Friday, August 12, 2011

Cloud reader update

The Kindle Cloud Reader post is updated.

PC makers demand more Intel cash to build $999 ultrabooks

PC makers demand more Intel cash to build $999 ultrabooks, article.

So Apple is now not only making the coolest computers and devices, but they are also selling them cheaper than the bamboo brands can manage! What a brave and remarkable new world it is.

Stephen points to this upcoming netbook from Asus. Two hunnert bucks is pretty amazing. It looks like in a few years they'll be *paying* us to use technology!

Thursday, August 11, 2011

An iPad success story

An iPad success story, article.
I brought my 3G-equipped iPad, searched for home-design apps, found a few decent-looking ones, bought Home 3D, figured out how to use it, and started recreating my mother’s new floor plan. All from the car, in the middle of nowhere in upstate New York.

I've long been amazed at so many apps which are great on the iPad and which could have been made for desktop/laptop systems, but never were! And probably never will be. This is a very interesting phenomenon, it shows us that if we think of a tablet as just a laptop handicapped by no keyboard, we have enormously limited understanding of it. But the fact that it is taking everybody this much time to start getting used to understanding the power of the tablet, particularly the iPad, shows us that the issue is quite complex. I think that ten years from now, we will still be surprised by the power and the uses of tablets. Maybe even twenty.

Lion, king of the nannies

As I've said, I'm not very happy about Lion, Apple's newest desktop OS. My main reason is that the loss of the translation-ware Rosetta, by cutting off legacy software, will disrupt huge swaths of my daily routines, forcing me to get new software I didn't want, learn to use it, and try to get around or accept new limitations.

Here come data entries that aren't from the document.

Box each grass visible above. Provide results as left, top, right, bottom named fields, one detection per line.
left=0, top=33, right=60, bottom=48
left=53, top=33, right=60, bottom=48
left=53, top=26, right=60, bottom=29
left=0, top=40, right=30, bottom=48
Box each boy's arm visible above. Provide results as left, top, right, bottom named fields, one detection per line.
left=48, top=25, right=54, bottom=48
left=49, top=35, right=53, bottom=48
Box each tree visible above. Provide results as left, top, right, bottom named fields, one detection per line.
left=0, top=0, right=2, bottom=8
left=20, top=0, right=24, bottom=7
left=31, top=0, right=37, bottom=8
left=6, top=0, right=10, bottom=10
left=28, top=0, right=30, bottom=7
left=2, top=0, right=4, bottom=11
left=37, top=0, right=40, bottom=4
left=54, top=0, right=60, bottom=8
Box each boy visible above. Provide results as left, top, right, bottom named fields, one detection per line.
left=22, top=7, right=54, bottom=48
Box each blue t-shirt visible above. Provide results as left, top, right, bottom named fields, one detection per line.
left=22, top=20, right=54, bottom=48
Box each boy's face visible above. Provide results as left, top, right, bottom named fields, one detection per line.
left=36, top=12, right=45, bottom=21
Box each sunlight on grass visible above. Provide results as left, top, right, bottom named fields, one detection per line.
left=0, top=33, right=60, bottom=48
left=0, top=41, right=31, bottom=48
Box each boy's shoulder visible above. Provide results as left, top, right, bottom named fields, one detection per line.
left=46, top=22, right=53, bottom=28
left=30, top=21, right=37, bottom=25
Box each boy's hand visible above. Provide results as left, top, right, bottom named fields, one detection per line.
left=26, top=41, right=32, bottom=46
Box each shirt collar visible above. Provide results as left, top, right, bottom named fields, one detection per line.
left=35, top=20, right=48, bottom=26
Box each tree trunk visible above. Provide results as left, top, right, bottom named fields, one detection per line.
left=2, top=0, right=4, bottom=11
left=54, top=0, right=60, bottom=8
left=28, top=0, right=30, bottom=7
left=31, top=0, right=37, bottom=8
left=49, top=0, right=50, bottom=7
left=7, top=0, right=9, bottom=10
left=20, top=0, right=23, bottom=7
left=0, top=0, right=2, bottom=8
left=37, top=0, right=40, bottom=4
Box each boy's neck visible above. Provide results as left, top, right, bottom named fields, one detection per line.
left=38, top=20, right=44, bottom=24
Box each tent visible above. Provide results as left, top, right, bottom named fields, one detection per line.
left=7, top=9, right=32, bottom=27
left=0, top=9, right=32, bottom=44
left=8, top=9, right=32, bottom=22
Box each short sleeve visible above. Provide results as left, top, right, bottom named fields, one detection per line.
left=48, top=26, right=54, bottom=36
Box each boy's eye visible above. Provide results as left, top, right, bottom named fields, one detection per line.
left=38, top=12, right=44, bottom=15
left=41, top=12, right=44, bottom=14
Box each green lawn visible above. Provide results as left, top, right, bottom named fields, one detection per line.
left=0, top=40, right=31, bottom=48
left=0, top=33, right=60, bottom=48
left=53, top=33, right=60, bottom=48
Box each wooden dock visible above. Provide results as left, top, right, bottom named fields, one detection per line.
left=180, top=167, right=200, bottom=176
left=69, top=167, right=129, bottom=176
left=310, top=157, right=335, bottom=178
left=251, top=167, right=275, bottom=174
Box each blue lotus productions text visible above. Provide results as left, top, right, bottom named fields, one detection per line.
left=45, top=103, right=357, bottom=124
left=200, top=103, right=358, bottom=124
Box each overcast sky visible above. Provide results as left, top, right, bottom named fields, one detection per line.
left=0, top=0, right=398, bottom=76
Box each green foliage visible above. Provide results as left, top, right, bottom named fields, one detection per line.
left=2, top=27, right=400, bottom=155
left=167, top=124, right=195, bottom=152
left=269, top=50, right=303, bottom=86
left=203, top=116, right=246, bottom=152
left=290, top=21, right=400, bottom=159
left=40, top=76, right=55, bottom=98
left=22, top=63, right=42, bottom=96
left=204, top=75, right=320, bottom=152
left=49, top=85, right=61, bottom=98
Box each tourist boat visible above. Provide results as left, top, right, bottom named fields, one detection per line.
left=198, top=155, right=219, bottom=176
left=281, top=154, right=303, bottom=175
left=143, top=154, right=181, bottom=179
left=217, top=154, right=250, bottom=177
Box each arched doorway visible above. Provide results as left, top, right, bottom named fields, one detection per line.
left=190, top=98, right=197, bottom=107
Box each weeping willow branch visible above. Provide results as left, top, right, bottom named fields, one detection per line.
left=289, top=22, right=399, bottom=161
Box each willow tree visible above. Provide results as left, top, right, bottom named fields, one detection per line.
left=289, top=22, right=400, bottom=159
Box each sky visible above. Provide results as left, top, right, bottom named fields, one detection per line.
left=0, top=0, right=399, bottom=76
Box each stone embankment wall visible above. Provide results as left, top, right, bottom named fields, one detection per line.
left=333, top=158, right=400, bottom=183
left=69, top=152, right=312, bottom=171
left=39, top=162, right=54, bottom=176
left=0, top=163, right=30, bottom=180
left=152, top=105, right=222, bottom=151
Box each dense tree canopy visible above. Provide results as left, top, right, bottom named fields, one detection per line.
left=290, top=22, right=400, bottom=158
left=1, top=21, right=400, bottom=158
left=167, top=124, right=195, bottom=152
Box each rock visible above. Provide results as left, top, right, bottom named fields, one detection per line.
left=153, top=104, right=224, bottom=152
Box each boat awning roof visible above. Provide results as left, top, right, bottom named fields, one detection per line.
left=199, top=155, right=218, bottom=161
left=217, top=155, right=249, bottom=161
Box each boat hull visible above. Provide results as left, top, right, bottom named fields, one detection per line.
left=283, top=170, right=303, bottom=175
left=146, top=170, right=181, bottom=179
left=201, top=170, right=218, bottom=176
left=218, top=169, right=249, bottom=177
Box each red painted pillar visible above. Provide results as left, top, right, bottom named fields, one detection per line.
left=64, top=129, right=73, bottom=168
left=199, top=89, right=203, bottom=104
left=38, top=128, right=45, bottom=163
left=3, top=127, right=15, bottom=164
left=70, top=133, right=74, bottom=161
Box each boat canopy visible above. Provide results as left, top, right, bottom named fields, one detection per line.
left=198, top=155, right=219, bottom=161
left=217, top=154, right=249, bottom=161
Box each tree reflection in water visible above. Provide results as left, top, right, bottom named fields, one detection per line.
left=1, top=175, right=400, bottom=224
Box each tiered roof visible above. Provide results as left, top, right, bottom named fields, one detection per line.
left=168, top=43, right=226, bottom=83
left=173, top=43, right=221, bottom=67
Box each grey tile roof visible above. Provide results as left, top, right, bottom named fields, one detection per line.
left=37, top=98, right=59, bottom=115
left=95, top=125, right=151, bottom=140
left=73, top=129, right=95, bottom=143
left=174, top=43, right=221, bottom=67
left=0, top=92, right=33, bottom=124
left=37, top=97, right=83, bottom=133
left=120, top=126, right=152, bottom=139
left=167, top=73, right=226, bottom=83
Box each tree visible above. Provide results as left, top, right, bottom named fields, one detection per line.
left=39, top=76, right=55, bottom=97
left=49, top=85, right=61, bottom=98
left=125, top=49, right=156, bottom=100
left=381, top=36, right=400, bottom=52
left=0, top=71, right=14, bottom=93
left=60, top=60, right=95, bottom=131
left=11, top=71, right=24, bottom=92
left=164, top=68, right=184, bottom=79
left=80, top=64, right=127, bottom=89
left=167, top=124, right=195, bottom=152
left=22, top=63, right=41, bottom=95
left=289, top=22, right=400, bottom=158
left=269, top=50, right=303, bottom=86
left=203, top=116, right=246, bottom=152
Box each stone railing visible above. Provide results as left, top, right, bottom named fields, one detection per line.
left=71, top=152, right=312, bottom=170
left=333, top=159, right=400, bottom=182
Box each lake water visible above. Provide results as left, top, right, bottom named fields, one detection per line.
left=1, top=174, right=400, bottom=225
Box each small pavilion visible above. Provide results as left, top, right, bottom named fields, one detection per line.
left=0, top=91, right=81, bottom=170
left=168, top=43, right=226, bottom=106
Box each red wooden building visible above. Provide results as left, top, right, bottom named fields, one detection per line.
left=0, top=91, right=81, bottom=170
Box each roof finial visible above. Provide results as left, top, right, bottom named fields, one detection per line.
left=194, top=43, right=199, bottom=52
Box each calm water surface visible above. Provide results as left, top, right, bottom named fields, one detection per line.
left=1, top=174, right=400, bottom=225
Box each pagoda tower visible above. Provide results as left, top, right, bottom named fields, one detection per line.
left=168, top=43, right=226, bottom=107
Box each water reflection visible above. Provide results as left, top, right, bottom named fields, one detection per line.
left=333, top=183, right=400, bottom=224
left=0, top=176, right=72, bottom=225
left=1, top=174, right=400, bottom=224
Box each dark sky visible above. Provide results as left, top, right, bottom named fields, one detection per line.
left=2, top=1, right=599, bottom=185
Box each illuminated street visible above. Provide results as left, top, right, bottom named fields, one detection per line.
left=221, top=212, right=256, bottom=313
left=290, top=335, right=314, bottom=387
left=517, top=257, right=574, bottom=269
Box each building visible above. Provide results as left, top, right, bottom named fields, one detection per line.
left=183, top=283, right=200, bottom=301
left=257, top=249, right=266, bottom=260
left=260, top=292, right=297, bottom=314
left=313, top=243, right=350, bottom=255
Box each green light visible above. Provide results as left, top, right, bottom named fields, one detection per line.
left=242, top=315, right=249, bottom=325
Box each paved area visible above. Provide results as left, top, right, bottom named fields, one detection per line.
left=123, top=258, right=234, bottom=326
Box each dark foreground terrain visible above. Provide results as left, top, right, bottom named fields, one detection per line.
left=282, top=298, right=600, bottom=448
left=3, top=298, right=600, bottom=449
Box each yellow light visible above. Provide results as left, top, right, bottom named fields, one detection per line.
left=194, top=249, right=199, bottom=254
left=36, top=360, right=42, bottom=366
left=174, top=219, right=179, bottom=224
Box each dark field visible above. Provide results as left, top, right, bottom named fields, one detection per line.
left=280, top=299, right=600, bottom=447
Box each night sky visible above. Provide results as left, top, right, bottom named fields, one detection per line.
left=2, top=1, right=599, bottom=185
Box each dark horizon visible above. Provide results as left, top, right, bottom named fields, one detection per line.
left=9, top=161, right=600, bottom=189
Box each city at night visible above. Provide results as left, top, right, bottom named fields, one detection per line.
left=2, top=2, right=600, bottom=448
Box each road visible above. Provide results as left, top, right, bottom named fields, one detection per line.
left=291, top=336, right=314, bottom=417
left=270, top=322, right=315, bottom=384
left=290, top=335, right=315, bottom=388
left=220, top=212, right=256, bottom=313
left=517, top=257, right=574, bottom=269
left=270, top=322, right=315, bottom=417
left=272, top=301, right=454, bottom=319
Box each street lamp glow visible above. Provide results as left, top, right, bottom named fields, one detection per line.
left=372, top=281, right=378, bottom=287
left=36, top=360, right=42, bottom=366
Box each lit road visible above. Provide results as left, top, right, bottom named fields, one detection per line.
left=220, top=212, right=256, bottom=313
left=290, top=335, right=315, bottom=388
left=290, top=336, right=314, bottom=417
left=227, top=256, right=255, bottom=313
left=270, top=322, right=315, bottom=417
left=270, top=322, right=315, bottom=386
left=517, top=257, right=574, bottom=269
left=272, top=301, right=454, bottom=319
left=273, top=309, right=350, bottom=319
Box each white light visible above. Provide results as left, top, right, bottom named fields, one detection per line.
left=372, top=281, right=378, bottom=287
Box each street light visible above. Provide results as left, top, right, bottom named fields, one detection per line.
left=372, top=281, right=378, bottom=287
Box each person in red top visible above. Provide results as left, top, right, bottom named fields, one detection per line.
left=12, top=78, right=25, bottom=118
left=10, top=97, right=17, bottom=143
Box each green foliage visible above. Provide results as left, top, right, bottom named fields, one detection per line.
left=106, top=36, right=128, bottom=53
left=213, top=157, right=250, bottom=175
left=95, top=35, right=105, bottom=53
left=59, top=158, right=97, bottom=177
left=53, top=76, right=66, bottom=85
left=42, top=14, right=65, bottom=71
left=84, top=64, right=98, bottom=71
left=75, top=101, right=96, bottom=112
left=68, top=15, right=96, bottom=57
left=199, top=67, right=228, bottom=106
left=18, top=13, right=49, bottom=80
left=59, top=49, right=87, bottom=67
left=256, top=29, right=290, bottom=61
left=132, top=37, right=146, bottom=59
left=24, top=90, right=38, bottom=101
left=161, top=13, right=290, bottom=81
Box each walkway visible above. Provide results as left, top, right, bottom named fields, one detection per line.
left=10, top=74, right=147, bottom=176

But it more and more turns out that there are other reasons for unhappiness with Lion. See for example Ted Landau's My Way Or The Highway article, or Matt Neuburg's Lion Is A Quitter article. Both articles talk about "nanny-state" behavior by Lion: it removes control from the user in problematic ways, and much worse, there are usually no way to revert this behavior to fit users who know what they are doing.

This is a very unfortunate trend towards the traditional Microsoft attitude, that the computer knows better than the user. Apple has always had much less of that attitude, and until new we have been proud and grateful for that.

(Updated) Amazon Releases Browser-Based Kindle Cloud Reader

Update: if you choose to make an icon of the app on your home screen (it can be moved to a folder of course), when clicked, it behaves just like any other iPad app! There is no evidence that it's using the Safari web engine (which all apps have access to), and the browser menu bars are gone. This is pretty amazing, it's a perfect solution to companies who want to sell content through their app without paying the 30% commission to Apple. I don't know if it can work for games and such, but for ebooks and magazines I don't see why anybody would not do this, if they can get the web app made (I don't know how tough or expensive that is). The only hitch of course is that you have to find your own customers! If you don't have a lot of those, perhaps Apple's commission is worth it, after all 70% of something is better than 100% of nothing. This will be especially relevant after iOS 5 is released (early in September they say), with the new magazine/paper shop.


Amazon Releases Browser-Based Kindle Cloud Reader, post.

It's not only a pretty good idea in general, it's also a finger raised to Apple: "See this? We can have an app with a built-in store, and your rules don't apply, because it's in a web browser. Hee-hee, yaw mama!"

It's worth noting that the 30%-to-Apple rule was there from the start, and web apps were Apple's original vision for iPhone apps, indeed they had to be pushed quite hard to allow anybody to build native apps. Here's an interesting commentary on that.

I still think that everybody would swallow the lemonade a lot easier if Apple had kept the commission on sales via iOS apps to 15% instead of 30. Thirty percent just seems greedy, and unless you have an exceptional profit margin, it makes it hardly worth it to sell anything via iOS.

Cloudreader on Safari on Mac. It's just the same on the iPad, good programming. 

I guess my one complaint about the app is, still and again, that the steps between the choices of text sizes are much, much too crude. Just six steps between incredibly tiny and read-across-the-room huge.  In my view, there should be at least twice as many steps, or better yet, just stepless. This is true for many apps, including iBooks. I really don't get it, do they think that the readers are so stupid that more than a handful of text sizes to choose from will confuse them? It's weird.